Dr Bloggs decides to investigate it. Here's Bloggs's research diary:

  • First preliminary results (finally!): disagreement with Aardvark's results, but it's probably something I've done wrong.
  • New method of analysing the data. Now my results (finally!) agree with Aardvark's. Still a few issues that need addressing though...
  • No progress with the outstanding issues. Getting really bored of this project!
  • Paper written:

Aardvark found X. Our results, although tentative, appear to agree with their findings.

Dr Clot-Head investigates the same question and publishes the following:

Aardvark and Bloggs have shown that X is true. Our results agree with their analysis, although we haven't taken Y and Z into account, so our findings are only tentative.

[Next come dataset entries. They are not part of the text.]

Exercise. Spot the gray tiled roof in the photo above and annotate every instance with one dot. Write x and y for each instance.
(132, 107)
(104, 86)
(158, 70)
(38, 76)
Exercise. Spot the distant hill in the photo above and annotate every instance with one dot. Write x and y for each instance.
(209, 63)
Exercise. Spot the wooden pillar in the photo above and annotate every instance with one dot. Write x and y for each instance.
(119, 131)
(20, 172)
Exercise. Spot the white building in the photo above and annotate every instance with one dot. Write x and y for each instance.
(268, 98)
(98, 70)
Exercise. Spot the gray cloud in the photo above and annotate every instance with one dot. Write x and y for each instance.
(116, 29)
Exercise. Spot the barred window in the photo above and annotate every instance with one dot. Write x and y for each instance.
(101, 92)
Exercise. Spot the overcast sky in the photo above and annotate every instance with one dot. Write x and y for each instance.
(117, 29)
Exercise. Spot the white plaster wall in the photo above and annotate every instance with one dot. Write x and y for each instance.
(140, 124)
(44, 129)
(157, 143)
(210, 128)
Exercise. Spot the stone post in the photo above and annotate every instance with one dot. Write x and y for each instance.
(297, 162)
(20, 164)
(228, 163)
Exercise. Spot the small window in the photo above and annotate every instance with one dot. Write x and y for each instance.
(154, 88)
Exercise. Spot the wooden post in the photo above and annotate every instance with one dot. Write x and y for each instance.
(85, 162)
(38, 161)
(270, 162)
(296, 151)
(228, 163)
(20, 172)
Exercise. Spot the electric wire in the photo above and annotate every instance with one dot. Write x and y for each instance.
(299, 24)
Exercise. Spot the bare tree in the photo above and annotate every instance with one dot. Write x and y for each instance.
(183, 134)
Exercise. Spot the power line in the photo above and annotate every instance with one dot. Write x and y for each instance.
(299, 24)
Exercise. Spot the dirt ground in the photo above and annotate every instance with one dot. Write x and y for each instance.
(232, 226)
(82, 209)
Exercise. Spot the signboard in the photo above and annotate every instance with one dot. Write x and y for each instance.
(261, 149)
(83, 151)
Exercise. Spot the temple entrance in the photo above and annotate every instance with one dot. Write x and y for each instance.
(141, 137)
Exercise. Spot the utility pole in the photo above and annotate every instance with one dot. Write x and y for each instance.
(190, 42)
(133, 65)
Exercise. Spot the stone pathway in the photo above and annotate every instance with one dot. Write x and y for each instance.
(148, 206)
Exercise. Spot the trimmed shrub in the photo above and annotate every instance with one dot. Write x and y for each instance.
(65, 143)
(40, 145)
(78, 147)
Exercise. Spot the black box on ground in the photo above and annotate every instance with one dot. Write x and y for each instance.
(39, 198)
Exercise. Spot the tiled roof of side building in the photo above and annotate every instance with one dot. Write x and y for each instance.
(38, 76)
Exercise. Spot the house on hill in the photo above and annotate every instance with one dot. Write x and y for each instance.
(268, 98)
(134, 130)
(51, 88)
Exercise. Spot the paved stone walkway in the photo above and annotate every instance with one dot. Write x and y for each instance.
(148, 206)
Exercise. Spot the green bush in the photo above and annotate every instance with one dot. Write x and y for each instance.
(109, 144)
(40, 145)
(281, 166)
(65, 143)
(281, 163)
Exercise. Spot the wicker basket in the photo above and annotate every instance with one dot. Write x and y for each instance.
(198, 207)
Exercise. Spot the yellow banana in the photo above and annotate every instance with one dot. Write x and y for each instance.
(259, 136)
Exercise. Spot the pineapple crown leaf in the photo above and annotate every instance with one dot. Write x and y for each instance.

Dr Dummy joins the bandwagon:

Various authors have found X (Aardvark, Bloggs, Clot-Head). Our findings, although tentative, agree with the general consensus.

Actually, X is not true and Professor Aardvark's theory is wrong. However, due to the complexity of the issue, the lack of any credible alternative theory and constraints on the researchers' time, X soon becomes part of common knowledge. Everyone knows X is true!

Confirmation bias.

My question: does this actually happen in astronomy?